Scientists are not immune to confirmation bias. In fact they may be more likely not to notice it.
How charming that your first response was intended to be hostile and childishly nasty. Glad I found out about the “Mute” option.
Again, please see @LemoUtan’s point above. And if muting me is what you need, go for it. May I also recommend not venturing out into the wider “Inter-net”.
Gonna step out on a limb here and suggest that scientists call these groups “hunter-gatherers” because they tend to live in remote areas offering little chance of regular contact with outside groups. These people live in areas where they’re not likely to get the lost driver looking for the starbucks. As for conforming to “nation government rules”, WTF…I mean, what the gosh? Are hunter-gatherer groups being made to support Olympic teams and stuff? They’re probably not allowed to carry their axes and blowdarts onto overseas flights…
Right, so scientists doing research into human behavior wouldn’t notice their confirmation bias concerning gender bias/equality. I’m sure they mess that sort of thing up all the time.
Don’t have time for a lengthy chat, just thought I’d let y’all know that many students of ancient history and pre-history believe that nearly all very early human cultures were matrilineal and matriarchal or matrifocal. It’s not at all unusual for mythologists to interpret various ancient legend cycles as distorted accounts of the cultural changeover from maid/matron/crone social dominance to warrior thug dominance. You can read Gimbutas and Eller for opposite viewpoints on this, although it’s probably fair to say that Gimbutas is motivated by a search for the truth about the past while Eller is more bluntly political and concerned for our future.
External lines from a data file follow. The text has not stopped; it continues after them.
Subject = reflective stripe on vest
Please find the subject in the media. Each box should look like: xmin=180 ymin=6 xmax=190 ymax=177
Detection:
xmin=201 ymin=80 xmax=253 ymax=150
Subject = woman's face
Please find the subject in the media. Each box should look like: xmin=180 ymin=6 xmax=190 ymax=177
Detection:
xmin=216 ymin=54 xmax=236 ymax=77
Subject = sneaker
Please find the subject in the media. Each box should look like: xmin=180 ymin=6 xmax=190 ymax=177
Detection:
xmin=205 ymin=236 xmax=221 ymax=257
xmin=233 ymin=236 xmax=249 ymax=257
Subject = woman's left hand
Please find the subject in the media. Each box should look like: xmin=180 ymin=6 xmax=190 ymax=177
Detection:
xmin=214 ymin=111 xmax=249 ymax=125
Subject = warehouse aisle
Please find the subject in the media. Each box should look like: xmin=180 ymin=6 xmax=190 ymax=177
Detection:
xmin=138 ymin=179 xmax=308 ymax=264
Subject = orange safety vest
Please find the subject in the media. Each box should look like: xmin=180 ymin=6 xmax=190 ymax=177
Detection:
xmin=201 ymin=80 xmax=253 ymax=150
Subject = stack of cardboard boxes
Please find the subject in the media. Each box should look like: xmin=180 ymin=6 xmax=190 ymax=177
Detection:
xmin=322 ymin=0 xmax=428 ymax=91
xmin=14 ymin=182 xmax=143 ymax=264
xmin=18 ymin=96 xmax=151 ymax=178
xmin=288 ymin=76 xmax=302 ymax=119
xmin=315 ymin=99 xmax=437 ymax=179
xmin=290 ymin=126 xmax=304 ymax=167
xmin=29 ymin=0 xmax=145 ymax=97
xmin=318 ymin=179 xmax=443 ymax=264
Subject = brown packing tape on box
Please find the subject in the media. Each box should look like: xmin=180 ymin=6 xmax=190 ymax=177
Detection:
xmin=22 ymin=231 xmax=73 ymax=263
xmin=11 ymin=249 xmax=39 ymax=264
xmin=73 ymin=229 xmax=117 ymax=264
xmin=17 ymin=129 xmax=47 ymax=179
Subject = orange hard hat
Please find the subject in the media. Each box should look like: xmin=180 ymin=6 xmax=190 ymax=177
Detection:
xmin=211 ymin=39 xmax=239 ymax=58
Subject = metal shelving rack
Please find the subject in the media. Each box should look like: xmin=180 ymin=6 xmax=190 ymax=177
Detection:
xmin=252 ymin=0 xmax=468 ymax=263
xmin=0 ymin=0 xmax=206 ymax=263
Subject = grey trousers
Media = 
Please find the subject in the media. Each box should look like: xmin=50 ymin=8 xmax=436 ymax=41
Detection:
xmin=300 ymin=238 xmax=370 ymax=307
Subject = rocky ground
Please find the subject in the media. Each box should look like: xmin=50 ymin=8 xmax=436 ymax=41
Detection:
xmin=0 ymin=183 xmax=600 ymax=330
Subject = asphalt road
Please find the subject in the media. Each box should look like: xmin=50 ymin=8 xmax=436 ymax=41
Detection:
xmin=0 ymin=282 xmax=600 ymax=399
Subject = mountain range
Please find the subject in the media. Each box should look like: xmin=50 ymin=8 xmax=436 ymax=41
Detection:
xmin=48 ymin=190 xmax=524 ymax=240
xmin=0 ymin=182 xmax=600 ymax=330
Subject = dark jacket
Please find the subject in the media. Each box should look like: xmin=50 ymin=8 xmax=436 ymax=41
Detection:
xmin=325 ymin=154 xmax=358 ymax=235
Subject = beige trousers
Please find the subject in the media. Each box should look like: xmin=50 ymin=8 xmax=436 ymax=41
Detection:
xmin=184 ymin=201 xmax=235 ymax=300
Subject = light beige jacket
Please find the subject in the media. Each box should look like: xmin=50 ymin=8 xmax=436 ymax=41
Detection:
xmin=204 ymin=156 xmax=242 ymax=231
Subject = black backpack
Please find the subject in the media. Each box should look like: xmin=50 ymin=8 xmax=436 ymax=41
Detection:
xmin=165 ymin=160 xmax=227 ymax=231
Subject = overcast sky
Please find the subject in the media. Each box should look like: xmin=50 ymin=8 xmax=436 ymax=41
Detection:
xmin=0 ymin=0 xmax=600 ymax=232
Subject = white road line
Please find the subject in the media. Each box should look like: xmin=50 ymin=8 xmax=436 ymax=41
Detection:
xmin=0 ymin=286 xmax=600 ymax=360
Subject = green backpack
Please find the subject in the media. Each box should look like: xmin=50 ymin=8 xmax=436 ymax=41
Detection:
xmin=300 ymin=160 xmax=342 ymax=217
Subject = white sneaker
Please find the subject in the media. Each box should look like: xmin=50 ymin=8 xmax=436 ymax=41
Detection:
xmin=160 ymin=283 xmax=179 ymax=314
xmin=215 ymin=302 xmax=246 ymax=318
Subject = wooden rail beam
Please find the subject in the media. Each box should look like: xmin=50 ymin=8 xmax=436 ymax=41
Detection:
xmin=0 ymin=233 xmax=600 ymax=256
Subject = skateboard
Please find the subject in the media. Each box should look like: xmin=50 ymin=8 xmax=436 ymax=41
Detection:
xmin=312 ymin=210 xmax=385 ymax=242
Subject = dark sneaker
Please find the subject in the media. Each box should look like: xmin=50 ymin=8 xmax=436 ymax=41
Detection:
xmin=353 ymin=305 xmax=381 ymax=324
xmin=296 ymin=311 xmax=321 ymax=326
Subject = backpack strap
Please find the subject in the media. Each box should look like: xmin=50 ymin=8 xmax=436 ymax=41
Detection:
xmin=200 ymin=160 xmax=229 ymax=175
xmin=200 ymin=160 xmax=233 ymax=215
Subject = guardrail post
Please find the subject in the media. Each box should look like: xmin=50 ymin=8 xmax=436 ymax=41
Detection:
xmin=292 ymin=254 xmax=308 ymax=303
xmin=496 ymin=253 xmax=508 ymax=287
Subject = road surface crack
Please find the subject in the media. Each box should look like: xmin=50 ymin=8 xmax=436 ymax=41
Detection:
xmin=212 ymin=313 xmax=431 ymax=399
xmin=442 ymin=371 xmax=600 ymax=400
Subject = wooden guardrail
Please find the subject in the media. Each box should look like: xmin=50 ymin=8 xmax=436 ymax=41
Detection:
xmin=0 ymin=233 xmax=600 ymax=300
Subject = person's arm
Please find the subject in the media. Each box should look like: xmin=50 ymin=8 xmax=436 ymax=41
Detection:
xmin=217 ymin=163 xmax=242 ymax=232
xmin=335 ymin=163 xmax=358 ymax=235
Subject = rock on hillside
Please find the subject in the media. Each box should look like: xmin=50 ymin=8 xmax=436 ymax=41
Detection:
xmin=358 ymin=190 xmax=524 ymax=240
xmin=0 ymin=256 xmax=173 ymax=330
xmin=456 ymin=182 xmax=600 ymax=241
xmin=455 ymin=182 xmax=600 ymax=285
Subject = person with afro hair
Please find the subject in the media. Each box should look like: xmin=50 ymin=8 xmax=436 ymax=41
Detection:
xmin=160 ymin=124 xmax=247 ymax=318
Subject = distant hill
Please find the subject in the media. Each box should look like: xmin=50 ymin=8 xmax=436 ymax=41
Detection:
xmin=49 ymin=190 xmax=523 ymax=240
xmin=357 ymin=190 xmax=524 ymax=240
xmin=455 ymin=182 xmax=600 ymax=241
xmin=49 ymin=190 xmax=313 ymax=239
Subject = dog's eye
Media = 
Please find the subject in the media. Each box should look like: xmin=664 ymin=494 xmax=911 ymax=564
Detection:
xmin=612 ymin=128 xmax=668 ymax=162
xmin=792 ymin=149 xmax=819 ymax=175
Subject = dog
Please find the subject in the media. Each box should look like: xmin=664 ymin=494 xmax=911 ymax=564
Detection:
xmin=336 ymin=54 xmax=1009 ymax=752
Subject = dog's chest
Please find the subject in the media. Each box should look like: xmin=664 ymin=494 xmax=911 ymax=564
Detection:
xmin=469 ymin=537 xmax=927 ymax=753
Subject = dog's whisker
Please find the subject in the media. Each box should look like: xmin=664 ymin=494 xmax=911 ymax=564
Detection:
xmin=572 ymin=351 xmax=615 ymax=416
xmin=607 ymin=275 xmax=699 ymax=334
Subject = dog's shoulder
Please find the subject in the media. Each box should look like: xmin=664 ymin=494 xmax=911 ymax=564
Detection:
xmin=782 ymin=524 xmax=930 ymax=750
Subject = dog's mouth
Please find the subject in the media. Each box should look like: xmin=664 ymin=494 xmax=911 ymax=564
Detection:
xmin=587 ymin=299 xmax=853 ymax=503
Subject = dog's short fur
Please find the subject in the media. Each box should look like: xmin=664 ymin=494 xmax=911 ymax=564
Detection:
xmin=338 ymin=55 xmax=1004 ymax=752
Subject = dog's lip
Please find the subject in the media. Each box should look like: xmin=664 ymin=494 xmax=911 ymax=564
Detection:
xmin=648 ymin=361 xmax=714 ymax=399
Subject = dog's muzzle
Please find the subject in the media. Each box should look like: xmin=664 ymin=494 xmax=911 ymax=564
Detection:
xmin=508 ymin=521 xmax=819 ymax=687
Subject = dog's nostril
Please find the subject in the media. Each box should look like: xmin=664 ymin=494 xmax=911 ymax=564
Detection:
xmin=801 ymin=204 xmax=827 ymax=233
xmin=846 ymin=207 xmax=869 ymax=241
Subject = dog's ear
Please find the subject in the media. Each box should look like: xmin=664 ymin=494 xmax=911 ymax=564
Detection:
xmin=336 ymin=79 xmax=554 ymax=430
Personally I’d rather read The White Goddess by Robert Graves instead. Now I have to go feed the Gabriel Ratchets and freshen up the red-caps.
Indeed. And just in case the bleedin’ obvious has been missed (seems we must now watch our language) there’s a very good reason for this. A clan member’s mother knows who her children are. Father, meh - not so much. When your lifestyle improves to the point at which you can leave property and divide labour, the ‘establishment’ of fatherhood becomes rather more of a thing.
Didn’t I learn about this in The Chalice and the Blade some decades ago?